Sending up a prayer to every god he could think of, including a few he made up right on the spot, he pulled Kris after him as he plunged into the stand of trees. Hopefully, the trees would provide cover from the helicopter’s searchlight.
The Sikorsky hovered overhead, the searchlight probing downward like the incandescent finger of an angel trying to pick out sinners. Bullets ripped through the branches and Dillon threw both himself and Kris to the wet, mossy ground as more bullets tore through the trunks of the trees. Leaves and chips of wood rained down upon them.
“Enough of this shit,” Dillon muttered and rolled over on his back. He pulled out his Magnum, aimed right for the center of the light and snapped off shot after shot, one right after the other until the clip was spent.
The light went out, the helicopter’s engines coughing like the phlegm filled lungs of a twenty-year smoker, and the Sikorsky turned away. Dillon smelled oily smoke. He’d hit something that was for sure. Whether it was something vital or not, he had no idea. It might be minor damage that they could fix and get the chopper back into the air, but he had no intention of staying around long enough for them to do so. And in any case, there’d be men on the ground looking for them. And they’d have night scopes with infrared lenses, to be sure.
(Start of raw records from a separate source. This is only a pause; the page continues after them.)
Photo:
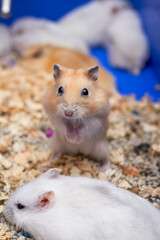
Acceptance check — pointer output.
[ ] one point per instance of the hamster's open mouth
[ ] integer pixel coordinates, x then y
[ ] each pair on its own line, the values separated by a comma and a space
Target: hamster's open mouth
74, 131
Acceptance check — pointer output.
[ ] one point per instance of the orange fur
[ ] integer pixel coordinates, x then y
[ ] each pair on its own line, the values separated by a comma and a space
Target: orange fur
44, 56
73, 81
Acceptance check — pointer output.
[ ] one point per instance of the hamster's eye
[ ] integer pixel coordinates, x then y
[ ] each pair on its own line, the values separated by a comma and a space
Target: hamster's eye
20, 206
84, 92
60, 90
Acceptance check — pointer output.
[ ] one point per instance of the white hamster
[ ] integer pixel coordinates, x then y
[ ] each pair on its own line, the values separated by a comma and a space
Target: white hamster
67, 208
115, 25
127, 44
32, 31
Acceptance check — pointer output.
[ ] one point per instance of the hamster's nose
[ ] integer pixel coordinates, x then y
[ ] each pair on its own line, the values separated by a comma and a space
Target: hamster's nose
68, 113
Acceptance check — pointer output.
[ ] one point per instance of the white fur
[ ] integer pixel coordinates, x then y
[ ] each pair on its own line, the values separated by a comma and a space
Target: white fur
127, 44
93, 140
83, 209
31, 31
120, 33
5, 40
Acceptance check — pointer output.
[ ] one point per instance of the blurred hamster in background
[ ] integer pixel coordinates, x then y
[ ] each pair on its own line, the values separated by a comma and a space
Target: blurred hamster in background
62, 207
5, 40
32, 31
78, 107
114, 25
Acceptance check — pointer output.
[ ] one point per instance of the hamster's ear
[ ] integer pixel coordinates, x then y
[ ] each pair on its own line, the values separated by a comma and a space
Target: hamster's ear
46, 200
52, 173
92, 73
57, 71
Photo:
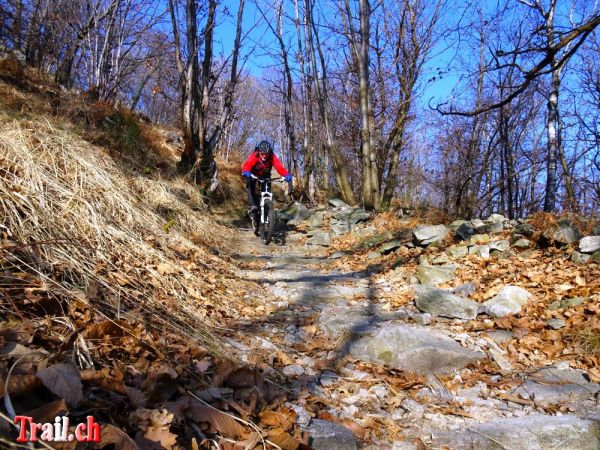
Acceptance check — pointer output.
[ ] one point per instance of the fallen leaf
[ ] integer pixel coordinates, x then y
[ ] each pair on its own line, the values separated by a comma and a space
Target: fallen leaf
276, 420
202, 366
107, 328
47, 412
165, 269
218, 420
162, 436
282, 439
113, 435
20, 384
63, 380
16, 350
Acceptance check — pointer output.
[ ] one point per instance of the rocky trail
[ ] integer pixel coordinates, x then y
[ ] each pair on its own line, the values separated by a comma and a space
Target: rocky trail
363, 372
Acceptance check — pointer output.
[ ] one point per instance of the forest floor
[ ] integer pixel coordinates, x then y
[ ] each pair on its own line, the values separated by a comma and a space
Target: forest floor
324, 321
125, 296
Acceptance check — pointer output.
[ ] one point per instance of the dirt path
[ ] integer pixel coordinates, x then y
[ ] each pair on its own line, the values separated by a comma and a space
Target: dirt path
392, 376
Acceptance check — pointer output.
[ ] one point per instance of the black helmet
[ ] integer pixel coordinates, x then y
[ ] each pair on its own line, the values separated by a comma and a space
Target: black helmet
264, 147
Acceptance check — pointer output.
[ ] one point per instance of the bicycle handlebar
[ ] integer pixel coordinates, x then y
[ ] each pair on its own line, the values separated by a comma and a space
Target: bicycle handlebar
267, 179
263, 180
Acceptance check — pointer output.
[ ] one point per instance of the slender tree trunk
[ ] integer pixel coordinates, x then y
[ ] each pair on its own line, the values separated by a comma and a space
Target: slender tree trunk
208, 167
370, 187
552, 133
340, 169
304, 93
191, 96
288, 113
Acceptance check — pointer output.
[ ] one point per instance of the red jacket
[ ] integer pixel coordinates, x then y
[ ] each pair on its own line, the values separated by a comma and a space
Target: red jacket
263, 169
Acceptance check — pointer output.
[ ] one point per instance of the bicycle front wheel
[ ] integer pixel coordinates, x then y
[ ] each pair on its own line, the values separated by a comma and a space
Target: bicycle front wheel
268, 222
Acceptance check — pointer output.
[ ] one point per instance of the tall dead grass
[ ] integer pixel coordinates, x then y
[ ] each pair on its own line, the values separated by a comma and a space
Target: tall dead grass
79, 218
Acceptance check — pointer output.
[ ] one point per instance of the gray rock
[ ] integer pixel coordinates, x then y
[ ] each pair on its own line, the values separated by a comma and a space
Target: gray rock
339, 228
414, 409
500, 336
457, 251
442, 259
299, 211
465, 231
442, 303
566, 303
435, 274
477, 223
326, 435
457, 223
494, 218
479, 239
589, 244
525, 229
495, 227
320, 238
557, 385
372, 241
483, 251
426, 234
316, 220
465, 290
566, 233
509, 300
390, 246
351, 215
373, 255
537, 432
337, 203
579, 258
293, 370
413, 348
522, 243
557, 324
501, 246
364, 231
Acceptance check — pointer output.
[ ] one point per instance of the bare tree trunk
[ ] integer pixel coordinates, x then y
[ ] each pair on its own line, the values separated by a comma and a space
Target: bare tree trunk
305, 90
288, 113
370, 182
552, 133
207, 165
339, 165
191, 96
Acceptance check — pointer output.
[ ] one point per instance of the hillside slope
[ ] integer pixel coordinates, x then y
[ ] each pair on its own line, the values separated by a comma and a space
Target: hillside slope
115, 283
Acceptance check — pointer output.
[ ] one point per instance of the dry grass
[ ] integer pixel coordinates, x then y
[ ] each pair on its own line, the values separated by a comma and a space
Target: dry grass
588, 340
79, 220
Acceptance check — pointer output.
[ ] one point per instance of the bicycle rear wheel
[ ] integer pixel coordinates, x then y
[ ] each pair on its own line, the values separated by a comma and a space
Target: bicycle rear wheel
268, 223
255, 219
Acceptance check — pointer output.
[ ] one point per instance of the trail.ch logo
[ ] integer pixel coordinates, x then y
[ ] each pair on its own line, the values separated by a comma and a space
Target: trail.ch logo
30, 431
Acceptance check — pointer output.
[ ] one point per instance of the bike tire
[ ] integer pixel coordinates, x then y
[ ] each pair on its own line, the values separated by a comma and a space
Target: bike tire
255, 220
268, 223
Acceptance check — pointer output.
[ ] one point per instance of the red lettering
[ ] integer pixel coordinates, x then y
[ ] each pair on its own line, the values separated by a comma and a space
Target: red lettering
80, 432
93, 430
24, 420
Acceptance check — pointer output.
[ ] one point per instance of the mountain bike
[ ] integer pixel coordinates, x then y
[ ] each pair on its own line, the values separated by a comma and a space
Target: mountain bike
263, 223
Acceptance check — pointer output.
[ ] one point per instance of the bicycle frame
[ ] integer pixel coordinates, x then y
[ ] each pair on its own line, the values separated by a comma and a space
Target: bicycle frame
265, 192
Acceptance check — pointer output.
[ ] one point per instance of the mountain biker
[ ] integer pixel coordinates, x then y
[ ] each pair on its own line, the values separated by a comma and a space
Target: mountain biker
259, 163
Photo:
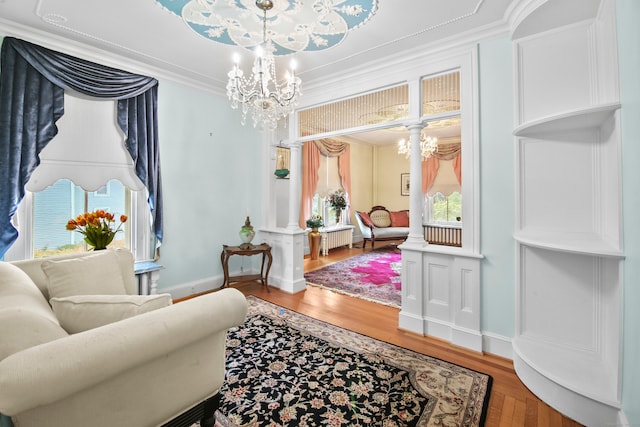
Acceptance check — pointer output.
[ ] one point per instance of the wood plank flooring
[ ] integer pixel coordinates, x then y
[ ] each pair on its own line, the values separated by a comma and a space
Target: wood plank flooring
511, 404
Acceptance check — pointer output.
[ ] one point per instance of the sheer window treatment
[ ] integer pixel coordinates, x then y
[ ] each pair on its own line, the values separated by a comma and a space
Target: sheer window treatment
32, 84
311, 152
430, 165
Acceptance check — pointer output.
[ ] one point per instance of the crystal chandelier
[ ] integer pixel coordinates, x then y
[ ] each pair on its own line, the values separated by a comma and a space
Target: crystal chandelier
261, 93
428, 146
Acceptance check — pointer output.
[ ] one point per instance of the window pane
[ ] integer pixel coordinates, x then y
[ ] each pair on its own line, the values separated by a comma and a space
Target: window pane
441, 93
56, 205
384, 106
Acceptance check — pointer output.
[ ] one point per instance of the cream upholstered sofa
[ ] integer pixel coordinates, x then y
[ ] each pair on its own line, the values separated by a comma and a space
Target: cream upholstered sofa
381, 224
109, 357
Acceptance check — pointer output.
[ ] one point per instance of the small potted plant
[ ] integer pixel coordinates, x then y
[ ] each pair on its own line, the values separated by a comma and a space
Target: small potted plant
96, 227
338, 201
315, 222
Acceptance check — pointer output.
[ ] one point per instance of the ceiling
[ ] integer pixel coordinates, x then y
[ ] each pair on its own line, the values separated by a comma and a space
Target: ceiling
161, 44
145, 32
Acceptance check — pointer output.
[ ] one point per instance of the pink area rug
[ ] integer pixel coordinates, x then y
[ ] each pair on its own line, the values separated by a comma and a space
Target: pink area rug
374, 276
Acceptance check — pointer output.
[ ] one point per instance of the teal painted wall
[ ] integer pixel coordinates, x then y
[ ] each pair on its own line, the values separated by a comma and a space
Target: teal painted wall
211, 174
628, 12
497, 191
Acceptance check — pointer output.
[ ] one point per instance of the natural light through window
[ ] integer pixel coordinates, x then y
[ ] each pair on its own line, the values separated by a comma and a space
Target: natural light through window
55, 205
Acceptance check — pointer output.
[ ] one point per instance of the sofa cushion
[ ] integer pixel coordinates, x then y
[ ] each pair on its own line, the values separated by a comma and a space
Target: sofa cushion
366, 219
83, 312
388, 232
380, 218
26, 319
399, 219
95, 274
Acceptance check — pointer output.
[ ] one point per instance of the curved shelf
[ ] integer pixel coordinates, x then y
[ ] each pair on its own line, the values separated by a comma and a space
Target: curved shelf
559, 376
577, 119
577, 243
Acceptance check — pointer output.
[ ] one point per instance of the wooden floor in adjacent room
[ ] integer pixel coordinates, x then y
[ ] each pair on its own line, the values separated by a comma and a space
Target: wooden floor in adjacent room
511, 404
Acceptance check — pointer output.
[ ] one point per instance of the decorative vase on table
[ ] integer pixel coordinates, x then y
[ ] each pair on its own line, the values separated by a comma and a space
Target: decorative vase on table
338, 201
97, 227
247, 234
315, 236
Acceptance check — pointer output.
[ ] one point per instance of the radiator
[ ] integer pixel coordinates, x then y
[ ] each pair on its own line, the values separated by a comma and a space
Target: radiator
442, 235
336, 237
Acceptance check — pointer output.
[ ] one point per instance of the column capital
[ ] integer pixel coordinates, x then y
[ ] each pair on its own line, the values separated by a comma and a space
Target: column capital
415, 124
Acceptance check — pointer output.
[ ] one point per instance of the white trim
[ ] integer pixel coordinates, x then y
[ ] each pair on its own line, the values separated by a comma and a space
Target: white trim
164, 71
497, 344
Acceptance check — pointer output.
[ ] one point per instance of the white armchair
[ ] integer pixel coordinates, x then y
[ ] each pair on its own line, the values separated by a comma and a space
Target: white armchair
164, 366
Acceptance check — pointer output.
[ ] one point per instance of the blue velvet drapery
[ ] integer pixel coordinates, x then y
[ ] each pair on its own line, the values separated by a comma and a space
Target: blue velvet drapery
32, 84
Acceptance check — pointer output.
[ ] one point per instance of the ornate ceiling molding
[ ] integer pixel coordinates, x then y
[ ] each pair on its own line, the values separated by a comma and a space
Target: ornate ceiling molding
293, 25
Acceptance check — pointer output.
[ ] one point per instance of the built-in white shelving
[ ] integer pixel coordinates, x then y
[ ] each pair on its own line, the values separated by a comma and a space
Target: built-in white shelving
572, 242
568, 226
599, 385
583, 118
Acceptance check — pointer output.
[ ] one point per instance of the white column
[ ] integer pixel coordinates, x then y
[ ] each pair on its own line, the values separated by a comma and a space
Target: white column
416, 233
295, 185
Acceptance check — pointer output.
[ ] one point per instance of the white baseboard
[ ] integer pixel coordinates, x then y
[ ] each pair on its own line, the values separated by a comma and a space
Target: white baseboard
192, 288
497, 344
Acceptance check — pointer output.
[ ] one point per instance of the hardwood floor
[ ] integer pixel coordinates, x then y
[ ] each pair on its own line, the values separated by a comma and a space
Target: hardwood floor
511, 404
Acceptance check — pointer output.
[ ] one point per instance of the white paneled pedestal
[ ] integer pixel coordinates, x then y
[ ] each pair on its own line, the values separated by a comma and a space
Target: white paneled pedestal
441, 295
567, 347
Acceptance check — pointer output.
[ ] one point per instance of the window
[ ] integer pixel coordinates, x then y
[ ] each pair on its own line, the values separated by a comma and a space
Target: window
55, 205
87, 152
328, 183
446, 209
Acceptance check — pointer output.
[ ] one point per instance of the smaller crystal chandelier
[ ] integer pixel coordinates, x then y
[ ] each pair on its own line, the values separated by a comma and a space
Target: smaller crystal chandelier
261, 93
428, 146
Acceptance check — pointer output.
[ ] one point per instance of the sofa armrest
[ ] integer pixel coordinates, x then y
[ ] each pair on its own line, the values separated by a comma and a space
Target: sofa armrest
365, 230
55, 370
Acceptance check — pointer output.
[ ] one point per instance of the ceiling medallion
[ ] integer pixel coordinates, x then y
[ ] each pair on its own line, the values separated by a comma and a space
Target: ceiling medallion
428, 146
294, 25
261, 93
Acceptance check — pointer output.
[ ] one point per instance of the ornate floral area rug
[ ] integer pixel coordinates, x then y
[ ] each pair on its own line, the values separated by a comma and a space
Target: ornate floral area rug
374, 276
286, 369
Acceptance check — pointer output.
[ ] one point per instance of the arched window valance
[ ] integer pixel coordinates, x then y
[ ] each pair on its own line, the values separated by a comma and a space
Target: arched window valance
430, 165
311, 163
32, 84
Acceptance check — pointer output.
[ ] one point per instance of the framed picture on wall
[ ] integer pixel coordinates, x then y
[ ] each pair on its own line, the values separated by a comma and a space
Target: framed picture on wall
404, 184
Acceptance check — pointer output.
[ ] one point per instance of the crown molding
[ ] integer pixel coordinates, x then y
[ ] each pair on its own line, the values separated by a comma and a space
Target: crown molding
414, 61
165, 71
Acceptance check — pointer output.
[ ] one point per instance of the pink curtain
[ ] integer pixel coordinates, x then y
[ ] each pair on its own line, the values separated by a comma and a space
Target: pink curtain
457, 167
429, 172
344, 169
310, 166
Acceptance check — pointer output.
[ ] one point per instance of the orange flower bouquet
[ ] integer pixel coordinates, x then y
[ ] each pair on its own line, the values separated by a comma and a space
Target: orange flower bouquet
96, 227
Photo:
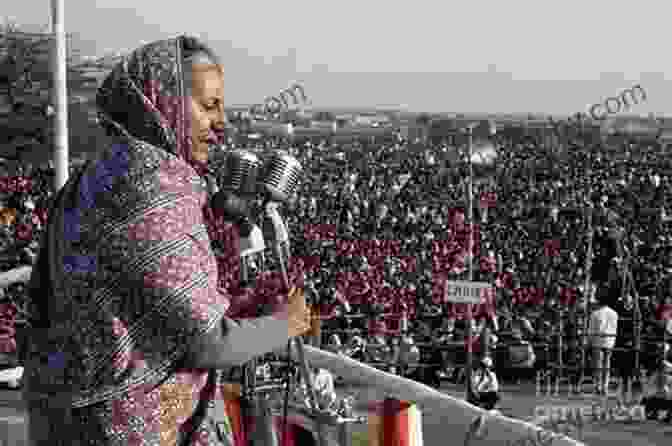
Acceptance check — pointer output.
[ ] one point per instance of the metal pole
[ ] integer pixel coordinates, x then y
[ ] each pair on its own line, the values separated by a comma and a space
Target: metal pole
470, 219
59, 93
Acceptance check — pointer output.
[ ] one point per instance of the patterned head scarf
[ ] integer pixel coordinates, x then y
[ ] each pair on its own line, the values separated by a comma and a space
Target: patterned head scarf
145, 97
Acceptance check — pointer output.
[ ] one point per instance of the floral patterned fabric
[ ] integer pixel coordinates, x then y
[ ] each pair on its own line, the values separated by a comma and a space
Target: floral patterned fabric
126, 278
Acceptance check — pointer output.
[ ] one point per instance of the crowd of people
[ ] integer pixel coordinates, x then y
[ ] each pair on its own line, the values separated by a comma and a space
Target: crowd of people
379, 227
383, 228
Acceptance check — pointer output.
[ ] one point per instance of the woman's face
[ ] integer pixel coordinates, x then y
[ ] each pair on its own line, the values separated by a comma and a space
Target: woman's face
207, 108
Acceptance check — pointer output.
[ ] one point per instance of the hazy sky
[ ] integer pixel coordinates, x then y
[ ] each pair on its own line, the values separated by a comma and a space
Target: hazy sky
462, 56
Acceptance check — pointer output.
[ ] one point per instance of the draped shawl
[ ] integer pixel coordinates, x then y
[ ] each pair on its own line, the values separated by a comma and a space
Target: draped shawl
126, 279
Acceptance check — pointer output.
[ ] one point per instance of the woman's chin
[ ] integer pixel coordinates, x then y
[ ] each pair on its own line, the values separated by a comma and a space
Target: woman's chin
201, 154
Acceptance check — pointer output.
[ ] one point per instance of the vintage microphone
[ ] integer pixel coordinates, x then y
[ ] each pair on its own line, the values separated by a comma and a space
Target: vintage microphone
279, 182
238, 184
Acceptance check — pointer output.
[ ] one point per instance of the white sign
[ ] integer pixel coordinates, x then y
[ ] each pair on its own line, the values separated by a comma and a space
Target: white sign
464, 292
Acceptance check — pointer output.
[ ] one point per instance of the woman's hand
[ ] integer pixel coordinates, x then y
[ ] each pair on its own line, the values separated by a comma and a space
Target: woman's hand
298, 312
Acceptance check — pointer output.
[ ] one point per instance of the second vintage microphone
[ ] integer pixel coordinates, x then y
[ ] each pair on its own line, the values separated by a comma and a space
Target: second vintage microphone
279, 182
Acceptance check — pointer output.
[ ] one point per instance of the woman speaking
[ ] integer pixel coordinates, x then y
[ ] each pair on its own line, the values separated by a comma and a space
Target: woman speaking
129, 326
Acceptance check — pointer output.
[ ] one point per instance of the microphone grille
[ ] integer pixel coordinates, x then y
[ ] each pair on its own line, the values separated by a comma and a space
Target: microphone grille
241, 172
282, 176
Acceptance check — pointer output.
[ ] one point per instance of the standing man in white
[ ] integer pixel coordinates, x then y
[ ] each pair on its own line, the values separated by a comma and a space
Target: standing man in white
602, 337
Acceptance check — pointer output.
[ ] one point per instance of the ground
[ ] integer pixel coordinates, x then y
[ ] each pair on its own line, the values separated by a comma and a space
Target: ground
518, 401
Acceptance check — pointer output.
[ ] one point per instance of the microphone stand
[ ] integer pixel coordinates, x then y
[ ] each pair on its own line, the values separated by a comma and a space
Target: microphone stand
281, 251
628, 286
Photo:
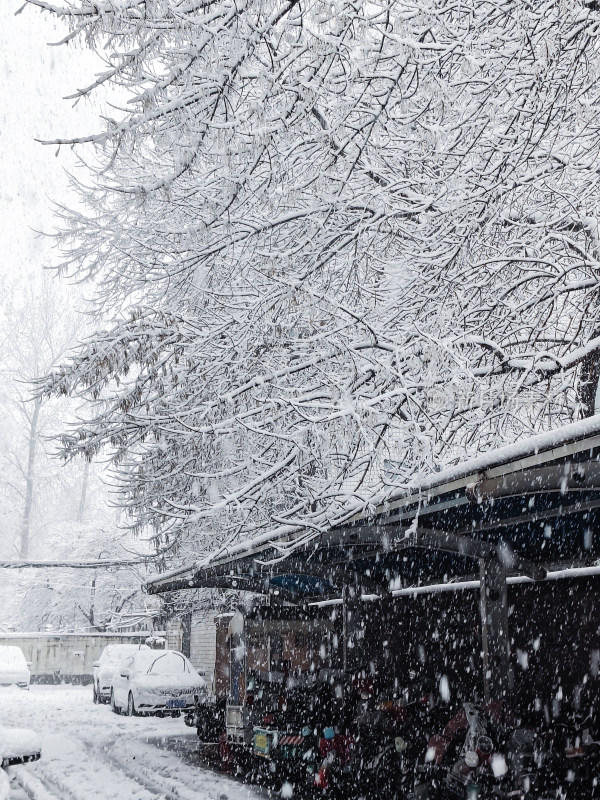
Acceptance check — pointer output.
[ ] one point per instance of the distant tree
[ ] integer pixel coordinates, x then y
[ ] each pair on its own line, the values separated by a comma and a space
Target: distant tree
340, 241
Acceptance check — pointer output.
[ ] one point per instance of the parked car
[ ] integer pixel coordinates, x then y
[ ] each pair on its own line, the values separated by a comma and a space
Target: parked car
14, 669
156, 682
105, 667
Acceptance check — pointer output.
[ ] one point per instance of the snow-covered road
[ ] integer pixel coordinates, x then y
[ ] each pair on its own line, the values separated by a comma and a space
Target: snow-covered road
89, 753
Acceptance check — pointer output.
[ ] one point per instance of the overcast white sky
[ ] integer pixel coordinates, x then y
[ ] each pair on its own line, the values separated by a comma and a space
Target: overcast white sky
33, 80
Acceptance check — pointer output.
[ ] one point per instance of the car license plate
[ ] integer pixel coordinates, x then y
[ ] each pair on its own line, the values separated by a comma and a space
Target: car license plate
176, 703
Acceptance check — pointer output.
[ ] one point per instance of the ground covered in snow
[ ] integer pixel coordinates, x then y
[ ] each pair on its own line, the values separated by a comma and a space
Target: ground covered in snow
89, 753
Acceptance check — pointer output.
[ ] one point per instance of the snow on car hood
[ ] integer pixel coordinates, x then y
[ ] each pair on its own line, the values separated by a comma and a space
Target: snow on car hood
18, 743
180, 684
105, 672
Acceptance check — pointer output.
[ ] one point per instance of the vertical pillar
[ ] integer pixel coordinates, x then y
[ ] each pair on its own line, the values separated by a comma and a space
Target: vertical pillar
494, 629
345, 628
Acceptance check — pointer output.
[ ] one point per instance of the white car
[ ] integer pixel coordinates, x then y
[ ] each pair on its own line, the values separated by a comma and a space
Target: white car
106, 666
14, 669
158, 682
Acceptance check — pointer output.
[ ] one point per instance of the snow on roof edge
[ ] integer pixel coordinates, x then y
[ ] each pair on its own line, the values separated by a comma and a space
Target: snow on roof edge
538, 443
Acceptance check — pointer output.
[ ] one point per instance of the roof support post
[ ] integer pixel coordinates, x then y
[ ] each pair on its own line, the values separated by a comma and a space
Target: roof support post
494, 630
345, 628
He pulled Kris to a sitting position, reaching down to slip her high heeled pumps off her small feet. He snapped off the heels, slipped them back on her feet and pulled her to a standing position. “We’re going to have a lot a walking ahead of us. And I mean a lot. You keep up with me, you hear? And don’t say a word! I’ve gotta be able to hear what’s going on.”
Kris could only nod dumbly. She was still in a state of shock at their narrow escape.